Harpa Karen Antonsdóttir

Personal information
- Full name: Harpa Karen Antonsdóttir
- Date of birth: 25 July 1999 (age 25)
- Place of birth: Iceland

Senior career*
- Years: Team / Apps / (Gls)
- 2014: Valur / 2 / (0)
- 2016: → KH (loan) / 11 / (2)
- 2017: KR / 5 / (0)
- 2018–present: Haukar / 7 / (0)

International career^{‡}
- 2015: Iceland U16 / 6 / (1)
- 2015–2016: Iceland U17 / 3 / (0)

= Harpa Karen Antonsdóttir =

Icelandic footballer (born 1999)

Harpa Karen Antonsdóttir (born 25 July 1999) is an Icelandic football player who plays for Icelandic club Haukar.

==Club career==
Harpa came up through the junior programs of Valur and appeared in two Úrvalsdeild kvenna matches in 2014. During the 2016 season, she played for KH in the second-tier 1. deild kvenna where she netted 2 goals in 11 matches.
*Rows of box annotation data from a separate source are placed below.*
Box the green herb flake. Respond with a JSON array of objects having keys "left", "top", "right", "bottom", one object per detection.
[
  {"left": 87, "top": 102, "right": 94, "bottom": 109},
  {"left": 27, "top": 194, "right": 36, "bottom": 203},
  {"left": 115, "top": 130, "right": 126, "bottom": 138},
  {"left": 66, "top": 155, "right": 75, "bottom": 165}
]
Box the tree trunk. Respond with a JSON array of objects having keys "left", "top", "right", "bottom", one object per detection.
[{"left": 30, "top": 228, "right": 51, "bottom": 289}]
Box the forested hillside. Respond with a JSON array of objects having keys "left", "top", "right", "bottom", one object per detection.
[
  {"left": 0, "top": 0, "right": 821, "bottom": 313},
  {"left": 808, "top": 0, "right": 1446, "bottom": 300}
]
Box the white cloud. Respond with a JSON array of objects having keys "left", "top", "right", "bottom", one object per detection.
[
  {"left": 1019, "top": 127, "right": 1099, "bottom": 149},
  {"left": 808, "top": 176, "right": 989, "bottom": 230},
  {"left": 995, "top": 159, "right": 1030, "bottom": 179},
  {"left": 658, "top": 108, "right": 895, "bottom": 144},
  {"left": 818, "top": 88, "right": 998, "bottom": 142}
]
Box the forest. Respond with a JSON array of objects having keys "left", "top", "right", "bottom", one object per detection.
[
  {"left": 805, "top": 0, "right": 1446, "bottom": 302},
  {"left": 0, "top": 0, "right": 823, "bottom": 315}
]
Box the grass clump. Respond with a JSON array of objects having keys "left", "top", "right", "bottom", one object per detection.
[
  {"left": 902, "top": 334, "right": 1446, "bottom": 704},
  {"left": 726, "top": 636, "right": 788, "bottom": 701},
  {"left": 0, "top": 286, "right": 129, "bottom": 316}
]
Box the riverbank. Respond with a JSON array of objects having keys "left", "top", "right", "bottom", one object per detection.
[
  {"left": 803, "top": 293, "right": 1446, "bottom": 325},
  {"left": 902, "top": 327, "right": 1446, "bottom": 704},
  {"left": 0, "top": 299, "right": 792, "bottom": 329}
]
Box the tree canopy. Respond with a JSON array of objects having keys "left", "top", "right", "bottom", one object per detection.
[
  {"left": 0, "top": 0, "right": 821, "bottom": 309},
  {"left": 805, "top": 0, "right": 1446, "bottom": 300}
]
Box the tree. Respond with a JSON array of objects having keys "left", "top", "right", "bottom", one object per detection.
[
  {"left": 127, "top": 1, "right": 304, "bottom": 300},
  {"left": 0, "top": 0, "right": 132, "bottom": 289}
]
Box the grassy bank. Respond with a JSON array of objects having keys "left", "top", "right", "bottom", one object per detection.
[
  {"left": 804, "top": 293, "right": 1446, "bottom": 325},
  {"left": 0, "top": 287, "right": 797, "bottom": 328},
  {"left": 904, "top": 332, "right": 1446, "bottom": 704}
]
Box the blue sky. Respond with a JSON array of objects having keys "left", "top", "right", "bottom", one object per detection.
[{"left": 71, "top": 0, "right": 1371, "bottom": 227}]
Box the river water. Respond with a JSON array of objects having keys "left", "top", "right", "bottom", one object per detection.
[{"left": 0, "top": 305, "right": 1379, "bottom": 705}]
The following season, she returned to the Úrvalsdeild with KR before signing with Haukar in February 2018. In 2019, Harpa was diagnosed with cancer after suffering from debilitating headaches for three years. Over the next three months she went six chemotherapy treatments. She finished her last treatment on 31 December the same year. She returned to the court in a practice game against KR in May 2020, playing the last 15 minutes.

==National team career==
Harpa has played for the Icelandic U16 team and U17 team.